2. The molding die for fiber-reinforced composite materials according to claim 1, characterized by: The adaptive pressing unit (4) includes an electric push rod (41) installed inside the four sliding shells (3). A crossbeam (42) is fixedly installed at the working end of two of the electric push rods (41), and the crossbeam (42) is slidably disposed on the inner surface of the two sliding shells (3). A sliding shell (43) is fixedly installed on one side surface of the two crossbeams (42). An electric threaded rod (44) is fixedly installed on one side surface of one of the crossbeams (42), and the working end of the electric threaded rod (44) passes through one of the crossbeams (42) and forms a rotatable connection with the other crossbeam (42). A slider (45) is threadedly installed at the working end of the electric threaded rod (44) and is slidably connected to the inner surface of the sliding shell (43).
3. A molding die for fiber composite materials according to claim 2, characterized in that: A recess (46) is welded and installed on the lower surface of the slider (45). Servo motors (48) are installed on both sides of the recess (46). The working ends of the two servo motors (48) are located on the inner surface of the recess (46) and a gear (47) is fixedly installed thereon. An arc plate (410) is rotatably installed on the inner surface of the recess (46) through a shaft pin (49). A gear (411) is fixedly installed in a slot through which the outer surface of the arc plate (410) is opened.
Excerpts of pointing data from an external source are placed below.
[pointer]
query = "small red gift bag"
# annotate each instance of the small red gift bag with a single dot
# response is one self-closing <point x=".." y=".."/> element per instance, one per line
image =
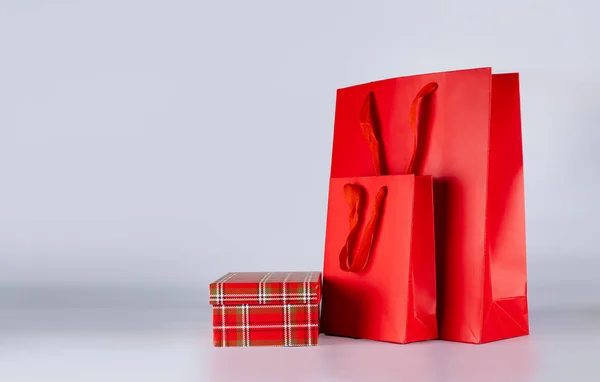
<point x="266" y="309"/>
<point x="383" y="286"/>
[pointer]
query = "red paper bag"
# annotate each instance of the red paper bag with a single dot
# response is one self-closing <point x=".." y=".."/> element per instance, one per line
<point x="380" y="284"/>
<point x="470" y="142"/>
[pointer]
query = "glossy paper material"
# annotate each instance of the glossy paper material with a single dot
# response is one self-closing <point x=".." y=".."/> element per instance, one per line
<point x="393" y="298"/>
<point x="470" y="142"/>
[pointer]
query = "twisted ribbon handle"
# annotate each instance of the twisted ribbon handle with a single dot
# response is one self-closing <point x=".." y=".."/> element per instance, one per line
<point x="355" y="194"/>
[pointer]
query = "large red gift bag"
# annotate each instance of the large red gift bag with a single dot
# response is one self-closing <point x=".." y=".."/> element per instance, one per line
<point x="380" y="278"/>
<point x="470" y="142"/>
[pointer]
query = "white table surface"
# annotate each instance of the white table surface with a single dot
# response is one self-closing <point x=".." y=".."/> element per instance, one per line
<point x="88" y="345"/>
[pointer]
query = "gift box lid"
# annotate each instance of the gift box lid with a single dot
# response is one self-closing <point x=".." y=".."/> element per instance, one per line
<point x="271" y="288"/>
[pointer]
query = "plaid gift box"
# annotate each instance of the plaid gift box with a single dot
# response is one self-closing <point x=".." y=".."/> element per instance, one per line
<point x="266" y="309"/>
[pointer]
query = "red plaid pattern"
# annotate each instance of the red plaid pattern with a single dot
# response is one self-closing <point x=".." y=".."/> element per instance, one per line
<point x="266" y="309"/>
<point x="266" y="325"/>
<point x="266" y="288"/>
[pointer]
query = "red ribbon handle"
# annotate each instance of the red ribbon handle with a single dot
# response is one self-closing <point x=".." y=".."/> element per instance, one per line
<point x="355" y="195"/>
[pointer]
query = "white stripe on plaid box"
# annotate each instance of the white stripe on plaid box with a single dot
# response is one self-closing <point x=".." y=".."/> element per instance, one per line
<point x="220" y="287"/>
<point x="271" y="296"/>
<point x="262" y="289"/>
<point x="224" y="307"/>
<point x="265" y="327"/>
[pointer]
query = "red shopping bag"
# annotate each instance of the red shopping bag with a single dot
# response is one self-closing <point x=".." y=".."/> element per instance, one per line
<point x="473" y="150"/>
<point x="380" y="284"/>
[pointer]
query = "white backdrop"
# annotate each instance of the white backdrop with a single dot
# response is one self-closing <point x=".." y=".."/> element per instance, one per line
<point x="163" y="143"/>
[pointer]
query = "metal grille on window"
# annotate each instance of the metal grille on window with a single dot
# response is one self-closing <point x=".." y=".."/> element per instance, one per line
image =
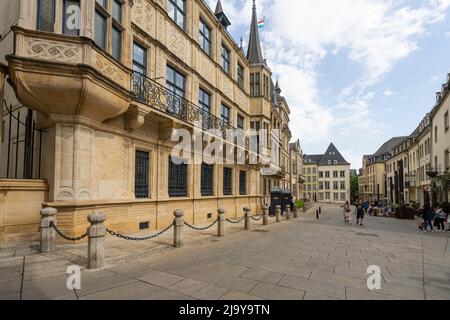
<point x="142" y="175"/>
<point x="227" y="181"/>
<point x="242" y="183"/>
<point x="177" y="179"/>
<point x="46" y="15"/>
<point x="207" y="180"/>
<point x="70" y="9"/>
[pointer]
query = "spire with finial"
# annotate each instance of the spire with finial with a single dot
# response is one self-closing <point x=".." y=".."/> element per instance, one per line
<point x="254" y="52"/>
<point x="221" y="15"/>
<point x="277" y="87"/>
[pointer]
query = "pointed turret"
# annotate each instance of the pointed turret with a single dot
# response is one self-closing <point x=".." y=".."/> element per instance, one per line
<point x="254" y="52"/>
<point x="221" y="15"/>
<point x="277" y="87"/>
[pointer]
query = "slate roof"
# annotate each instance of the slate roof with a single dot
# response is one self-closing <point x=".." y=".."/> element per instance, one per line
<point x="254" y="52"/>
<point x="332" y="154"/>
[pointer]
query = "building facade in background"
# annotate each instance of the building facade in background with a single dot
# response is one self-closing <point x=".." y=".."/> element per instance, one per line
<point x="327" y="177"/>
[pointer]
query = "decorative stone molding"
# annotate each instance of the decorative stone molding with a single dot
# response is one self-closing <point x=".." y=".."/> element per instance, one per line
<point x="59" y="74"/>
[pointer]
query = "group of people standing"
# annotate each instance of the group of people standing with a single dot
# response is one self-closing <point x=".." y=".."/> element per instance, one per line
<point x="360" y="211"/>
<point x="433" y="219"/>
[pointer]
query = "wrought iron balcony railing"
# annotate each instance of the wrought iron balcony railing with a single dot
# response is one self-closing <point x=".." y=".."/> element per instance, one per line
<point x="155" y="95"/>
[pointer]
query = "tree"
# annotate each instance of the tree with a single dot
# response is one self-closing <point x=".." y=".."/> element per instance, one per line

4. The molding die for fiber-reinforced composite materials according to claim 3, characterized in that: The gear one (47) and gear two (411) are meshed together.
5. The molding die for fiber-reinforced composites according to claim 3, characterized by: Both ends of the arc plate (410) are welded with mounting rods (412). One of the mounting rods (412) is rotatably mounted with a roller (413) on its outer surface, and the other mounting rod (412) is rotatably mounted with a roller (414) on its outer surface.
6. A molding die for fiber composite materials according to claim 5, characterized in that: Springs (415) are installed in multiple slots on the outer surface of the second roller (414), and pressure blocks (416) are slidably installed in multiple slots on the outer surface of the second roller (414).
7. The molding die for fiber-reinforced composites according to claim 1, characterized by: The clamping unit (5) includes two electric push rods (51). Two electric push rods (51) are provided and are symmetrically installed on the upper surface of the force-bearing platform (2). The working ends of the two electric push rods (51) are each equipped with a clamping plate (52).